Overnight rate directly affects the prime rate, the rate at which commercial
banks loan to their least risky customers. In the US, prime rate hovers 3%
above overnight rate (federal funds rate). You can see that relationship here:
[https://fred.stlouisfed.org/graph/fredgraph.png?g=eY9Y](https://fred.stlouisfed.org/graph/fredgraph.png?g=eY9Y)

In basic economic theory, when interest rates go up, the economy slows down.
Higher interest rates encourage saving/purchasing safe assets, and make
lending/investing in risky assets or new business ventures more expensive.
Banks generally make less loans that fuel direct economic activity when
interest rates are higher.

Context/So What:

Canada's economy showed strong signs of growth and low unemployment, so the
central bank decided to bump up the interest rate a bit while the data
supported the decision to "cool off" the economy.

OK, so commercial loan interest rates will rise 0.25%. Not a huge deal for
majority of the economy.

More importantly, the central bank is slowly gaining back the overnight rate
as a tool for monetary policy. Many central banks are unwilling to drop the
overnight rate below 0%, effectively taxing banks for the reserves they are
usually mandated to hold with the central bank.*

If the Bank of Canada can continue to bump the overnight rate up to
traditional 4-5% level, it can then cut the rate again to spur economic
activity in the case of a downturn. The closer the overnight rate is to 0%,
the less effective the rate is as a monetary policy tool.

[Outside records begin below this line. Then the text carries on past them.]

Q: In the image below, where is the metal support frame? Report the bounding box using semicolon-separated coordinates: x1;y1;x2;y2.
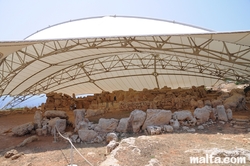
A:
0;35;250;106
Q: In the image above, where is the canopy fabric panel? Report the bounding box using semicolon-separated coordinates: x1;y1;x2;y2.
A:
0;31;250;96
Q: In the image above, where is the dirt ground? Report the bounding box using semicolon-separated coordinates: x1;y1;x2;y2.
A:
0;109;250;166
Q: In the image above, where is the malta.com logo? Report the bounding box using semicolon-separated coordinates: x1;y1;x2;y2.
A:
190;154;246;164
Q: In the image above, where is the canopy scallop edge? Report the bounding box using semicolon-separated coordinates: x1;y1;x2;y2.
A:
0;17;250;106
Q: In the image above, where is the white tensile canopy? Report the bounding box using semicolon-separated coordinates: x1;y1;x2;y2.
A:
0;16;250;108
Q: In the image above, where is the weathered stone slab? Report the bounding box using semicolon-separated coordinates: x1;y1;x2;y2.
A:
78;130;98;142
95;118;119;133
142;109;172;130
127;110;146;133
44;110;68;119
12;122;34;136
115;118;129;133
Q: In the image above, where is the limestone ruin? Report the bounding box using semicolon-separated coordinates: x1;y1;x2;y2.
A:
7;86;250;153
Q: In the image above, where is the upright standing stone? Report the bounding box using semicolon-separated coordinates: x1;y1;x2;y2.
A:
115;118;129;133
127;110;146;133
216;105;228;122
142;109;172;130
34;111;43;129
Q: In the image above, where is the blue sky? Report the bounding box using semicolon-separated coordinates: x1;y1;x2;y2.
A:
0;0;250;107
0;0;250;41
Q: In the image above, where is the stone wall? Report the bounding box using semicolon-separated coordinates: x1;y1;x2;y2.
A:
42;86;248;116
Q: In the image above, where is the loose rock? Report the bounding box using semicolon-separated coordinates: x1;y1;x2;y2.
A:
12;122;34;136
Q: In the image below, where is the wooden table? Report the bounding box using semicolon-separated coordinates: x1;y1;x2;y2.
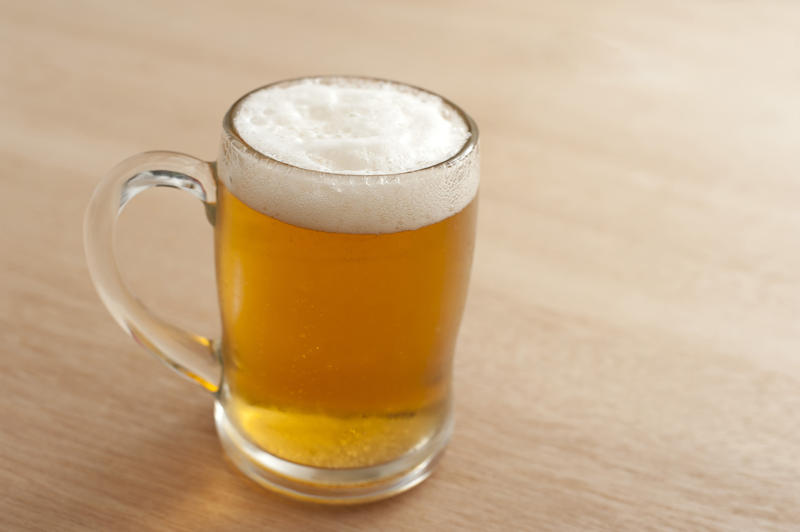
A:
0;0;800;531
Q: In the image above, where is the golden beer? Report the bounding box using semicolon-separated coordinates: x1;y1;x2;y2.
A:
84;76;480;498
215;183;477;468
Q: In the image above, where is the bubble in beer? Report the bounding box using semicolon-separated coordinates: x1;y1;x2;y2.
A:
218;77;479;234
234;78;469;175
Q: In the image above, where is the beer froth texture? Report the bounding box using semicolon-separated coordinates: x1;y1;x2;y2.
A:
218;78;478;233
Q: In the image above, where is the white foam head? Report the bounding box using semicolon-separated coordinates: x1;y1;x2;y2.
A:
218;77;479;233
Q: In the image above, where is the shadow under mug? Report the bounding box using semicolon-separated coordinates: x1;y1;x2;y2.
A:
84;77;479;503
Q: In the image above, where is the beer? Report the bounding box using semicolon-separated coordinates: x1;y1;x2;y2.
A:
215;78;478;468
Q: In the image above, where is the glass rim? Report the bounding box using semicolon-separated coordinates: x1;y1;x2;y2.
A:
222;74;478;178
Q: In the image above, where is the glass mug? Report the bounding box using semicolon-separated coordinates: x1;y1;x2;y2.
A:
84;78;479;503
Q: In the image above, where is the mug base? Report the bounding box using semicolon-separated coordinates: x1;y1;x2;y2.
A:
214;401;453;504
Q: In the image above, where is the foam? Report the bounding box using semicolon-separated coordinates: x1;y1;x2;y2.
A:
217;77;479;233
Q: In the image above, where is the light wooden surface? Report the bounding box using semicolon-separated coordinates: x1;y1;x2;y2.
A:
0;0;800;531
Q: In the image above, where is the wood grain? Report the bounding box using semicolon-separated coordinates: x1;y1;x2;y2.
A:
0;0;800;531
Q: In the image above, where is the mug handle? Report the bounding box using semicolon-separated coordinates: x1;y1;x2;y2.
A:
83;151;222;392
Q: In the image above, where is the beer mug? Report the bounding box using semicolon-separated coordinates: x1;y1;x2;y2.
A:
84;77;479;503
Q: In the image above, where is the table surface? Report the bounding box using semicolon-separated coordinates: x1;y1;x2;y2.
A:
0;0;800;531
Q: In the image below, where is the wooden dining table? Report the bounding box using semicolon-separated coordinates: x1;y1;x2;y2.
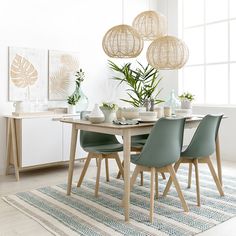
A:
61;116;222;221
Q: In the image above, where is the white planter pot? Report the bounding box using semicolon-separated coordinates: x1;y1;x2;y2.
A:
101;108;116;123
67;104;76;114
181;100;192;109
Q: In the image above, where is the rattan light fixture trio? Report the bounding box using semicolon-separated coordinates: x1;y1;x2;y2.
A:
102;0;143;58
146;0;189;70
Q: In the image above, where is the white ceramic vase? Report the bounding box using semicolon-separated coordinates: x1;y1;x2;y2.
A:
181;99;192;109
89;104;105;123
67;104;76;114
101;107;116;123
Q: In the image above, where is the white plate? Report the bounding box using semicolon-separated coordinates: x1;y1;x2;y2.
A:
135;118;158;123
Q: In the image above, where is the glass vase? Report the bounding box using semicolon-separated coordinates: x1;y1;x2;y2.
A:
165;89;181;115
74;85;89;112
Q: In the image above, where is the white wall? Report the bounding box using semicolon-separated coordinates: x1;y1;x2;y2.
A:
0;0;162;174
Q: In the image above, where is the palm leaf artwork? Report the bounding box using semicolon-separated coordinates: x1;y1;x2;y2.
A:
108;60;164;107
49;67;72;100
60;54;79;72
10;54;38;99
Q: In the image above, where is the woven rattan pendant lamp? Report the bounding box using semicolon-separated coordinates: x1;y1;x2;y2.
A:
132;0;167;40
146;0;189;70
102;0;143;58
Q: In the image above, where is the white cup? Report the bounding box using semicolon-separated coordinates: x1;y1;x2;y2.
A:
164;107;172;117
154;107;164;118
13;101;24;113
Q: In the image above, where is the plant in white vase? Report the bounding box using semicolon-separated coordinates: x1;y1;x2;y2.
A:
179;92;195;109
100;102;118;123
67;93;80;114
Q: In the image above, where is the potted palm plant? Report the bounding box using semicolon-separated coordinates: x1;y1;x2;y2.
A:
108;60;164;107
100;102;118;123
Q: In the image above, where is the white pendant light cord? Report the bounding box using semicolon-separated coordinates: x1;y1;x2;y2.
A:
122;0;125;25
166;0;169;36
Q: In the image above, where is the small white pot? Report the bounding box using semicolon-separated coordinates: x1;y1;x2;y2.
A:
67;104;76;114
100;107;116;123
181;99;192;109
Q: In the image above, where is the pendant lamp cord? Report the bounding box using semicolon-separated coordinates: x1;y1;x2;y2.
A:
122;0;125;25
166;0;169;35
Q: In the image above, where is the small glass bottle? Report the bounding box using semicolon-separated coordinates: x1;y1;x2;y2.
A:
165;89;180;115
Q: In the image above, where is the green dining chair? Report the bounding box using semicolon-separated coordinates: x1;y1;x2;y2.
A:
116;134;166;183
130;118;188;222
77;112;124;197
163;115;224;206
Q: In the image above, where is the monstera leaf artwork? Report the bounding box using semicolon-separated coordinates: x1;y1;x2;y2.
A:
8;47;48;101
49;50;79;100
10;54;38;88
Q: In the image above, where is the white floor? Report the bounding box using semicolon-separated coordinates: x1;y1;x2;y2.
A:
0;159;236;236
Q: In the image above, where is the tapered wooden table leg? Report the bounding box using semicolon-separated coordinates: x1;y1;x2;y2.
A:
123;130;131;221
67;124;78;195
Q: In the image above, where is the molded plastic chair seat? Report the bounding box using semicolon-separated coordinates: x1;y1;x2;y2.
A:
77;111;124;197
130;118;188;222
130;154;140;164
84;143;123;154
163;115;224;206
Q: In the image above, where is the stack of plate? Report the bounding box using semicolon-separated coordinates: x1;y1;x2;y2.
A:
139;111;157;122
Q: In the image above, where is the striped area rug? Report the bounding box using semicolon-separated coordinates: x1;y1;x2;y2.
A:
3;168;236;236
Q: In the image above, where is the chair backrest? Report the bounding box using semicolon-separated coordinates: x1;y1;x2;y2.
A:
80;111;119;148
137;118;185;167
182;114;223;158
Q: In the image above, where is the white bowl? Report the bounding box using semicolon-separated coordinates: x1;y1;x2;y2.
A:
89;116;105;124
175;109;192;117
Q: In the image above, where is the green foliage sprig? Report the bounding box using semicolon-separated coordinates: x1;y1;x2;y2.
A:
108;60;164;107
100;102;118;110
75;69;85;87
67;93;80;105
179;92;195;102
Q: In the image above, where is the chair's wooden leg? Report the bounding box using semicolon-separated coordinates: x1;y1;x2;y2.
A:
150;167;156;223
115;153;124;178
140;171;143;186
6;118;11;175
77;153;92;187
10;118;20;181
163;159;182;196
167;165;189;212
155;172;159;199
216;134;223;186
105;158;110;182
161;172;166;179
193;159;201;206
95;157;102;197
188;163;193;188
206;158;224;196
121;166;141;206
116;161;124;179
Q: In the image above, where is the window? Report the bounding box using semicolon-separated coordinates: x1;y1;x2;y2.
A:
179;0;236;105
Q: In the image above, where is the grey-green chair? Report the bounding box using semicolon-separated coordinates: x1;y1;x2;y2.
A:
116;134;166;183
130;118;188;222
163;115;224;206
77;112;124;197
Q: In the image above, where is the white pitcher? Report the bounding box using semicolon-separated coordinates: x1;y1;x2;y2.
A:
13;101;24;113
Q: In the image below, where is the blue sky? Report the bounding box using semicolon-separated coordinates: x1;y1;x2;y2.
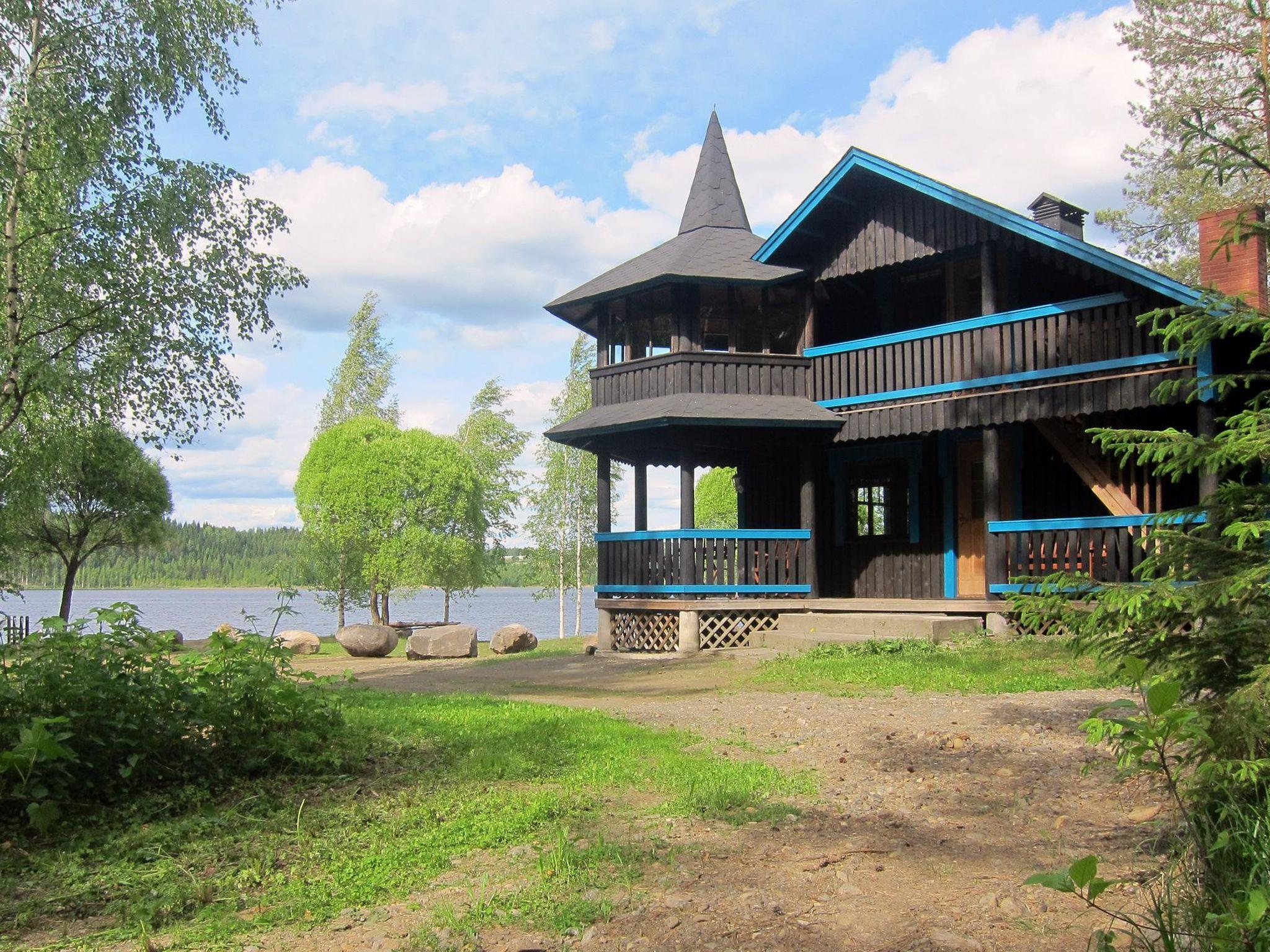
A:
151;0;1138;538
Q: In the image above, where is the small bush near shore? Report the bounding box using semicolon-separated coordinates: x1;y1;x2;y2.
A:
0;604;342;829
755;637;1116;694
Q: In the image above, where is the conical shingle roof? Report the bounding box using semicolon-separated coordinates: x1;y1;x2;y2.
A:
680;112;749;235
546;112;801;324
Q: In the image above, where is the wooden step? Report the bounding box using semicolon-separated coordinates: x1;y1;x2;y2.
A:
763;612;983;650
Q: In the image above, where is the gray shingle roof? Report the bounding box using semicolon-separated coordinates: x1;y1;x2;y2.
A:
680;110;749;235
545;394;842;443
546;113;801;322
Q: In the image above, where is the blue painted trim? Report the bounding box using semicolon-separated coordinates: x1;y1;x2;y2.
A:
1195;344;1217;402
988;581;1103;596
802;293;1129;356
753;146;1200;305
596;585;812;596
988;513;1206;533
817;350;1177;410
940;430;956;598
596;529;812;542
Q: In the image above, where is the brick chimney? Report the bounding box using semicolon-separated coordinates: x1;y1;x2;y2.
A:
1199;208;1270;311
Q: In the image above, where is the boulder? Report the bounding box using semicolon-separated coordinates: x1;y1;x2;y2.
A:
274;628;321;655
405;625;476;661
489;625;538;655
335;625;397;658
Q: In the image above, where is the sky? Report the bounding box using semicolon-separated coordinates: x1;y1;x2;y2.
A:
153;0;1142;542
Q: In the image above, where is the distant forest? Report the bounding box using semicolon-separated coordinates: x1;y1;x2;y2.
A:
20;522;541;589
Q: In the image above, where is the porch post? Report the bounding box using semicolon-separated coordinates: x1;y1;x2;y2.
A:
799;448;820;598
680;451;697;598
596;453;613;532
979;241;1001;315
983;426;1005;599
635;464;647;532
1195;400;1218;501
680;453;697;529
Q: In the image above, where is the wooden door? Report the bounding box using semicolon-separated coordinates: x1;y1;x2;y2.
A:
956;439;988;598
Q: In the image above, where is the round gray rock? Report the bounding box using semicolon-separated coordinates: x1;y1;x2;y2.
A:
489;625;538;655
274;628;321;655
335;625;397;658
405;625;476;661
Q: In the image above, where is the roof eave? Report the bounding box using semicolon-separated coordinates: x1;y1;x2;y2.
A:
753;146;1199;303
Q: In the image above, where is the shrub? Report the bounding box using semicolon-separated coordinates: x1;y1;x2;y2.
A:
0;604;342;827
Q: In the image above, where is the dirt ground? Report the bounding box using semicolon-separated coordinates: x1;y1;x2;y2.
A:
275;651;1155;952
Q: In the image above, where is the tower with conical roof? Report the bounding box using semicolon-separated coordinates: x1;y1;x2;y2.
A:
546;112;801;335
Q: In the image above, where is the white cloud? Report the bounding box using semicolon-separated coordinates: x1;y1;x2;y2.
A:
590;20;617;53
308;120;357;155
255;159;674;327
300;80;450;122
626;7;1140;239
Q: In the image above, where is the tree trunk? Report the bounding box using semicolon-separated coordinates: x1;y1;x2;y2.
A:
556;519;567;638
57;558;80;622
573;504;582;638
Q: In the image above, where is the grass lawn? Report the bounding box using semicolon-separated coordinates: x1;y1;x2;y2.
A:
0;688;809;950
753;638;1117;694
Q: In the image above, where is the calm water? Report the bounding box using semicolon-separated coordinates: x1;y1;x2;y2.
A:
0;588;596;641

Personally I believe it will be a long time before we see 4-5% overnight rates
again, but overall this is a reaction to good economic news. It happened
before investors expected, so the markets are buzzing about it a bit, even
though the small bump will probably not have a large impact on Canada's
economy.

*BoC actually has no reserve requirements: [http://www.bankofcanada.ca/1997/04/working-paper-1997-8/](http://www.bankofcanada.ca/1997/04/working-paper-1997-8/)

------
fpgaminer
I'm still learning all the tendencies of these macroeconomic trends...

So, this should mean mortgage loan rates, savings account interest rates, and
inflation are all now on an upward trend. Right?

And thus housing prices should begin to curb, since the cost of loans making
buying houses more expensive and less appealing, thus lowering demand.

(I've already noticed increasing savings account rates and mortgage rates, so
it definitely seems like this is an upward trend, though I haven't seen much
curbing of housing prices yet)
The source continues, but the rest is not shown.